Despite her gentle (not to mention admittedly accurate) reassurances, in that moment, “just a test” sounded a bit like the famous poem, “Just a Dog:” “If you, too, think it's ‘just a dog,’ then you probably understand phrases like ‘just a friend,’ ‘just a sunrise,’ or ‘just a promise.’”
Similarly, to me, tonight’s “just a test” is “just a responsibility” that I have to the lovely Josie, who underwent so much suffering at the hands of her previous owners before being handed the lucky ticket out of that world by her Iowa and Minnesota rescuers.
It is “just evidence” to the world that a dog born with the literally deadly combination of bad breed reputation and bust-dog upbringing can be an extraordinary gift to, rather than a burden on, the community.
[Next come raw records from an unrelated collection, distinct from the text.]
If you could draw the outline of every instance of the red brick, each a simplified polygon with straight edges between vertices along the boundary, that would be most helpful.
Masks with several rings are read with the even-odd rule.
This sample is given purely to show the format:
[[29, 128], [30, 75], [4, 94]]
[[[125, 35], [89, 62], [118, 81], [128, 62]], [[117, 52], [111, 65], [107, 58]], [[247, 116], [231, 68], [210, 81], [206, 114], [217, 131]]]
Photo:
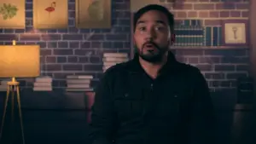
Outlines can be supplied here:
[[47, 63], [55, 63], [56, 62], [56, 57], [55, 56], [46, 56], [46, 62]]
[[193, 9], [191, 3], [175, 3], [173, 4], [173, 9], [183, 9], [183, 10], [190, 10]]
[[198, 49], [177, 49], [176, 55], [179, 56], [184, 55], [202, 55], [203, 50]]
[[209, 17], [210, 18], [218, 18], [219, 17], [219, 12], [218, 11], [210, 11], [209, 12]]
[[48, 64], [45, 66], [46, 71], [61, 71], [61, 65], [59, 64]]
[[73, 63], [78, 61], [79, 58], [77, 56], [67, 56], [67, 62]]
[[221, 26], [221, 20], [204, 20], [205, 26]]
[[224, 79], [225, 75], [223, 72], [206, 72], [205, 77], [207, 79]]
[[209, 17], [209, 12], [208, 11], [200, 11], [198, 13], [199, 18], [208, 18]]
[[248, 64], [247, 63], [247, 64], [245, 64], [245, 65], [236, 65], [236, 71], [245, 71], [245, 72], [247, 72], [247, 71], [249, 71], [249, 66], [248, 66]]
[[63, 65], [63, 70], [64, 71], [82, 71], [83, 66], [82, 66], [82, 64], [81, 65], [66, 64], [66, 65]]
[[236, 73], [227, 73], [228, 79], [237, 79], [239, 78], [246, 78], [247, 76], [247, 72], [236, 72]]
[[204, 56], [199, 58], [199, 62], [203, 64], [214, 64], [214, 63], [219, 63], [220, 58], [219, 57], [213, 57], [213, 56]]
[[102, 71], [102, 65], [99, 65], [99, 64], [86, 64], [86, 65], [84, 65], [84, 70], [85, 70], [86, 72]]
[[176, 59], [177, 61], [180, 62], [185, 62], [186, 61], [186, 58], [184, 56], [176, 56]]
[[0, 41], [12, 41], [18, 40], [18, 35], [16, 34], [0, 34]]
[[249, 3], [238, 3], [236, 4], [236, 9], [249, 9]]
[[215, 5], [216, 9], [234, 9], [235, 8], [234, 3], [220, 3]]
[[210, 72], [212, 70], [212, 66], [209, 64], [199, 64], [196, 65], [196, 67], [202, 72]]
[[198, 64], [199, 63], [199, 58], [198, 57], [189, 57], [188, 62], [190, 64]]
[[214, 4], [210, 4], [210, 3], [195, 3], [194, 4], [194, 9], [196, 10], [201, 10], [201, 9], [204, 9], [204, 10], [211, 10], [211, 9], [214, 9]]
[[242, 11], [241, 12], [241, 17], [249, 17], [249, 12], [248, 11]]
[[228, 17], [230, 17], [230, 12], [229, 11], [221, 11], [221, 12], [219, 12], [219, 17], [228, 18]]
[[195, 18], [197, 17], [197, 12], [196, 11], [188, 11], [188, 17], [189, 18]]
[[40, 49], [40, 55], [52, 55], [52, 49]]
[[231, 10], [230, 17], [241, 17], [241, 11]]
[[55, 55], [72, 55], [73, 49], [54, 49]]
[[232, 72], [235, 71], [235, 65], [215, 65], [214, 69], [216, 72]]
[[40, 41], [40, 39], [41, 39], [40, 34], [26, 33], [26, 34], [20, 34], [20, 41]]
[[198, 0], [184, 0], [184, 2], [198, 2]]
[[187, 13], [186, 12], [175, 12], [175, 17], [176, 18], [187, 18]]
It is “just gratitude” to everyone who had a hand in Josie’s bright future before I even met her – the Iowa shelter workers and ARLP volunteers and donors whose countless hours, dollars, compassion, and patience brought this amazing companion into my home. And it is “just respect” for the tears they shed over the many other dogs that they tried to, but ultimately could not, save in the same way.
Finally, it is “just an indication” that I am doing my part, however small, to make sure their efforts will not go to waste.
Josie, of course, has no idea what the meaning of tonight’s test is, aside from another opportunity to prance around in front of a throng of people, ears stacked proudly on top of her head like a crown. As for me? I can’t help but feel that it means something more.
Update: Josie did not pass this round but she'll be re-testing on the 19th and trying her hand at the TDI test at the end of the month.
She wants to know when the official "look cute and investigate all interesting surroundings" test is. She says she totally would have passed that one.